在《使命召唤 黑色行动》的新预告片里,有一个代号引人注目:“Perseus”。从预告片中可以看出,这个危险而隐秘的人物是冷战时期隐藏在美国核心机构里的一颗钉子、一枚炸弹。苏联渗透西方情报机构的计划如此隐秘,以致于直到今天,也没人知道“珀修斯”姓甚名谁,来自何方。
在真实的冷战史中,为了找出那些被深深楔入美国政府核心的间谍和变节者,CIA与FBI一直在绞尽脑汁寻找蛛丝马迹——然而并不是所有的秘密都能得到解答,许多故事即使走到终局,因为各种各样的原因,也无法将它的来龙去脉公之于众。而“珀修斯”的故事,或许就是其中之一。
世人第一次听到“珀修斯”这个名字,是在苏联解体之后。1991年,庞然巨物轰然倒塌,苏联与华约的政治、军事及情报遗产迅速被北约各国分而食之。混乱与无序之中,大量的规则被无视与践踏,许多关系到国家机密的档案被无差别解密,或流失到国外。这里也包括苏联的最高情报与特务机构 KGB。
苏联国家安全委员会的解体,导致许多原本担任管理与高级职位的人员被放逐与流失。在俄罗斯动荡的岁月里,为了维生,一些特工开始试着出卖那些原本应该被“记在脑子里、藏在肚子里、烂在棺材里”的档案,也包括个人经历。而对于这些人来说,西方情报机构是会出钱购买故事的最好目标。
在混乱之中,“珀修斯”的故事浮出了水面。弗拉基米尔·契科夫(Vladimir Chikov)上校曾在KGB担任情报管理工作,在1991年之后开始逐渐将自己的经历与接触到的事件整理成书。根据他的描述,Perseus的另一个代号是“Mlad”,在1940年时就职于芝加哥大学,是一位年轻的物理学家。1944年,这位“身穿白色运动衫、头戴草帽、趿拉拖鞋”的年轻人加入了洛斯阿拉莫斯国家实验室的“曼哈顿计划”,参与到核武器的研究制造工作中。也是在那时起,他被苏联情报部门看中,招募他加入KGB并为苏联提供有关核武研究的最高机密。
但在1946年,“珀修斯”突然中止了与苏联情报部门的合作,回到芝加哥大学并加入了反对核试验的运动。在此之后,他到底是继续在为苏联服务,还是仅仅保留了代号,都成为了一个谜团。

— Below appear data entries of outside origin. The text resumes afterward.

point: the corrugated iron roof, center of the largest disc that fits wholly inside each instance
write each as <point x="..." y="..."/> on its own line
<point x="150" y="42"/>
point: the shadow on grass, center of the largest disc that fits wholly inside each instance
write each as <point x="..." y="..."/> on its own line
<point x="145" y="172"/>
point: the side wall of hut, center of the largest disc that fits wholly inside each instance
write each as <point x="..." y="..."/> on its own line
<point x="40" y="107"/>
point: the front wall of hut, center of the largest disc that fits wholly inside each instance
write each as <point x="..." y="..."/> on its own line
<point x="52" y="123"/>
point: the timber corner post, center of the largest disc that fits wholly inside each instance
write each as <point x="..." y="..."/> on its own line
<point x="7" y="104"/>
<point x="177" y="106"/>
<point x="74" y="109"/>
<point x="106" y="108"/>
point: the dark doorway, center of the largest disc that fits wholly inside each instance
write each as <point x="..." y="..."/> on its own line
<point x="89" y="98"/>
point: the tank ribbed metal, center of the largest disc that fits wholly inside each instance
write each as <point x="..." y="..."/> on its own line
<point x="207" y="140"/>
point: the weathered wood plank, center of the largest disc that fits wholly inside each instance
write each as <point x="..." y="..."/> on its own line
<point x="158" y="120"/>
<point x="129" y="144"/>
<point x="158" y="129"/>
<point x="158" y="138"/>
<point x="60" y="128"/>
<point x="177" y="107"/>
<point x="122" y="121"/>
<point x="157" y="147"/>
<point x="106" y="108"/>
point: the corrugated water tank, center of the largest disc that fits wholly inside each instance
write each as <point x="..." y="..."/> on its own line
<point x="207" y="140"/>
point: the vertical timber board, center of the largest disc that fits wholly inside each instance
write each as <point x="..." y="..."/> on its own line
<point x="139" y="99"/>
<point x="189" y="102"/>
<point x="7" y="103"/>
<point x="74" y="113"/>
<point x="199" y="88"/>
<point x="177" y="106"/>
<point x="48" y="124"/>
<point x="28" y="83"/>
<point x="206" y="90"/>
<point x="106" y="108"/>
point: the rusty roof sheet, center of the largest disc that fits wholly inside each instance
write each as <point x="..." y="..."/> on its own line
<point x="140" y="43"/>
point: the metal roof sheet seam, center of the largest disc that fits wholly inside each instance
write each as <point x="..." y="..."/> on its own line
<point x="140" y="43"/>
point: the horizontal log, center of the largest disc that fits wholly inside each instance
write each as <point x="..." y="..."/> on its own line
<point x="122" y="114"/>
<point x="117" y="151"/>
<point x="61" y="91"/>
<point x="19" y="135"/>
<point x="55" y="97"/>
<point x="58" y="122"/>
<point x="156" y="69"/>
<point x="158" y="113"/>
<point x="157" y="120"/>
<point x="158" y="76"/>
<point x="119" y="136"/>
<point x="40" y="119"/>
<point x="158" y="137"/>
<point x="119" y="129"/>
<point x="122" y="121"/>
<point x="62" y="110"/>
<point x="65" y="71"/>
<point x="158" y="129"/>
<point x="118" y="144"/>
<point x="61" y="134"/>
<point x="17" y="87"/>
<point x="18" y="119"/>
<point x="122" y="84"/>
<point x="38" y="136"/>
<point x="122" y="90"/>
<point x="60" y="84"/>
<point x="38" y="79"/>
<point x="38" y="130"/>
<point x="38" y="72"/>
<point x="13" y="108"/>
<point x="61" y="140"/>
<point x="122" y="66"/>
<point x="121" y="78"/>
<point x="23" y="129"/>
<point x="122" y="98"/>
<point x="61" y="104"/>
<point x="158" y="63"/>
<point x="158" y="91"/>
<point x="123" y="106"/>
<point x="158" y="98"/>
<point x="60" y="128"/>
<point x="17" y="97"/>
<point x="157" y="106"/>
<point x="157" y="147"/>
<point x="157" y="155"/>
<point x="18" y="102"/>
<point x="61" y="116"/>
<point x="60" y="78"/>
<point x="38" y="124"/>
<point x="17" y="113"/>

契科夫上校的自述中关于“珀修斯”的内容就到此为止,但它的存在令整个美国情报界都为之发狂:早在50年前,苏联间谍对美国最高国防机密的渗透就已经到达了如此地步?这一切到底是真是假?有一个“珀修斯”,难道就不会有更多的类似人物存在吗?即使这些都属于天方夜谭,那么谁有能保证,没有其他的“珀修斯”潜伏在美国的科研、军事和政治机构之中呢?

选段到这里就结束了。